Recalling a milestone in deep-sea research
After 25 years, team members of expedition ODP168 met at GEOMAR
25 April 2019/Kiel. In 1979, human beings for the first time saw hot vents on the seafloor of the deep sea, from which seeped hot, dark-coloured water. Since then, science has been fascinated by these "hydrothermal systems”. In 1994, the International Ocean Drilling Program (ODP, today: International Ocean Discovery Program IODP) carried out with the scientific drilling vessel JOIDES RESOLUTION one of the very first and most successful attempts to drill into an active hydrothermal high-temperature system on a mid-ocean ridge.
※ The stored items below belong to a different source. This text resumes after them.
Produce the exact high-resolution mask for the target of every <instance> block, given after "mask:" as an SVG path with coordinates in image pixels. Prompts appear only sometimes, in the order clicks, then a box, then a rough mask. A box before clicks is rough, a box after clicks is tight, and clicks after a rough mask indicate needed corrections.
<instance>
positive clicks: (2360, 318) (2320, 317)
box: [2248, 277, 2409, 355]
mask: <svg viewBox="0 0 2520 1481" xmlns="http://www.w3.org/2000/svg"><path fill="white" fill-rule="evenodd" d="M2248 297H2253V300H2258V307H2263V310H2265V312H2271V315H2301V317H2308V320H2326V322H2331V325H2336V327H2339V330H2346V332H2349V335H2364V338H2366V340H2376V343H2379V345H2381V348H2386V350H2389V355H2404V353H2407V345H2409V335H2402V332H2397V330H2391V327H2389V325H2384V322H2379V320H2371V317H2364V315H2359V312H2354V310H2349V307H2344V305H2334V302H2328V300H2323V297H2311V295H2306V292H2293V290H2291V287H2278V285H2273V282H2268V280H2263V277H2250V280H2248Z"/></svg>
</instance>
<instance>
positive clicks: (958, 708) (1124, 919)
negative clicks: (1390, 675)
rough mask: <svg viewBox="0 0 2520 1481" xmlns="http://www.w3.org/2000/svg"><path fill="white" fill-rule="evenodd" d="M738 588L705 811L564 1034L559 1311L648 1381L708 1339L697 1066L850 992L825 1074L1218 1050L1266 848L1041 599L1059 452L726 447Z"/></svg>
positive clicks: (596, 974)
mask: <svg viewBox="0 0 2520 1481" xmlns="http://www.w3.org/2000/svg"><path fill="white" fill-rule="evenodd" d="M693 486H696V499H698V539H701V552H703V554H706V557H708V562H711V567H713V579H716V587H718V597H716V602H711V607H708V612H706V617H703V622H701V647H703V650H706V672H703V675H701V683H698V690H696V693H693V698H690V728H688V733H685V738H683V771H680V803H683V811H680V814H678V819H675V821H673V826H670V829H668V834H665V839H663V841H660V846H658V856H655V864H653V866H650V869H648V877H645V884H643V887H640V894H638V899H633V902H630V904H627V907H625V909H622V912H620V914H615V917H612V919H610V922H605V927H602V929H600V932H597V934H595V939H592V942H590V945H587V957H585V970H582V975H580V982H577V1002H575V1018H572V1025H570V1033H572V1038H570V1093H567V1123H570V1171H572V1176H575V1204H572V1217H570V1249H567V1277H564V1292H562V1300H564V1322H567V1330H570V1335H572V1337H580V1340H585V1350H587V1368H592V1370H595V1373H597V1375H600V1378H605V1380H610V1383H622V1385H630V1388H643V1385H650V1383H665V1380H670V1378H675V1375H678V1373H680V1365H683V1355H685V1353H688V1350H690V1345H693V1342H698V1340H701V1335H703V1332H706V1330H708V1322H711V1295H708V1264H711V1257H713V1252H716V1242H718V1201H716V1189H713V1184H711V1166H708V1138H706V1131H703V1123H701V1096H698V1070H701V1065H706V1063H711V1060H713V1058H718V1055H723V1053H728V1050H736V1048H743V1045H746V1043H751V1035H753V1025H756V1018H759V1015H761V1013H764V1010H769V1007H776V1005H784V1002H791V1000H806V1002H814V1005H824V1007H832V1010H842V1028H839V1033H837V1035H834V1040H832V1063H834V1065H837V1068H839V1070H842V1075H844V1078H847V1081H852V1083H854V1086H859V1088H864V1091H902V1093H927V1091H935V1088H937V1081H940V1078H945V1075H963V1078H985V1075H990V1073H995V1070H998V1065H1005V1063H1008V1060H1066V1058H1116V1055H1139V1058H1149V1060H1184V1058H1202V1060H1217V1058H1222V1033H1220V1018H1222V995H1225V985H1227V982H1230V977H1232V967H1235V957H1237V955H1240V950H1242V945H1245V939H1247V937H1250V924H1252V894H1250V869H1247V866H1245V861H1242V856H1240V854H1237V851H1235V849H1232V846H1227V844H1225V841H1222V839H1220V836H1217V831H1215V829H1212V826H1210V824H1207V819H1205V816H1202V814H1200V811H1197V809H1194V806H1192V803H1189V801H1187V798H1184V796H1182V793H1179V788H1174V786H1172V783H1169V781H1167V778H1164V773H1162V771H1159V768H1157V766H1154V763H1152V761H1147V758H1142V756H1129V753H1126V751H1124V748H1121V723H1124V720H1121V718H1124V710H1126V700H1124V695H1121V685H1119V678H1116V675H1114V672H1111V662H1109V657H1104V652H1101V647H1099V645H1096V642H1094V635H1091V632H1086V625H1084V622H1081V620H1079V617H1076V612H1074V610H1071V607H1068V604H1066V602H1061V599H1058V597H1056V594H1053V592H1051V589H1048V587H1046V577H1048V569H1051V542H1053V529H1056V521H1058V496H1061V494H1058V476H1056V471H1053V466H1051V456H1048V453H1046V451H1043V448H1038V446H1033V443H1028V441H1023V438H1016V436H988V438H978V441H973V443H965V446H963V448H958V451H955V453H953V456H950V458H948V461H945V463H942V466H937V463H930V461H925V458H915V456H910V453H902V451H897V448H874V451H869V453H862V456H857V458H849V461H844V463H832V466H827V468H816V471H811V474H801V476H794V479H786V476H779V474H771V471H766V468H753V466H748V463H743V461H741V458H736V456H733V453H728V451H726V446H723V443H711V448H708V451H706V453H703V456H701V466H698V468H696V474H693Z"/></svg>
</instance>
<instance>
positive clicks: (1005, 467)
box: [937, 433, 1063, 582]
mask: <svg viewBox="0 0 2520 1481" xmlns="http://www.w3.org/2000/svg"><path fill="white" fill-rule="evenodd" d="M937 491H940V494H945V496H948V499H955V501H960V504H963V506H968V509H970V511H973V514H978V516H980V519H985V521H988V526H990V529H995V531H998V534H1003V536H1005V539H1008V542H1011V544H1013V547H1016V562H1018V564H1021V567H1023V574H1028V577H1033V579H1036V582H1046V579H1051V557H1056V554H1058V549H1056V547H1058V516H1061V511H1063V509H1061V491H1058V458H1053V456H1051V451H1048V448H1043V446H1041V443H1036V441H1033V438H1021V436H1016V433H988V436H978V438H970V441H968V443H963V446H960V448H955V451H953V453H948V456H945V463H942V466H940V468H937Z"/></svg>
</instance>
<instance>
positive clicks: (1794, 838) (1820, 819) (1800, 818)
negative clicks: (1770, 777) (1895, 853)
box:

The target of the expedition ODP 158 was the TAG hydrothermal field at a water depth of 3,640 m at 26°N on the Mid-Atlantic Ridge. The Co-Chiefscientists were Prof. Dr. Peter Herzig (today Director of the GEOMAR Helmholtz Centre for Ocean Research Kiel) and Prof. Susan Humphris from the Woods Hole Oceanographic Institution (Massachusetts, USA).
As part of the Marie-Tharpe Lecture Series organized by the Women's Executive Board of GEOMAR, Prof. Humphris gave a lecture at GEOMAR on April 25. On this occasion, members of the scientific team of ODP158 met to recall the 25th jubilee of the historic TAG drilling. "It is always nice to see the colleagues of that time again. The drillings during ODP158 were a milestone in the research of hydrothermal systems. At the same time, it is exciting to see how knowledge has expanded since then," says Prof. Dr. Mark Hannington (GEOMAR), also a participant in the ODP158 expedition.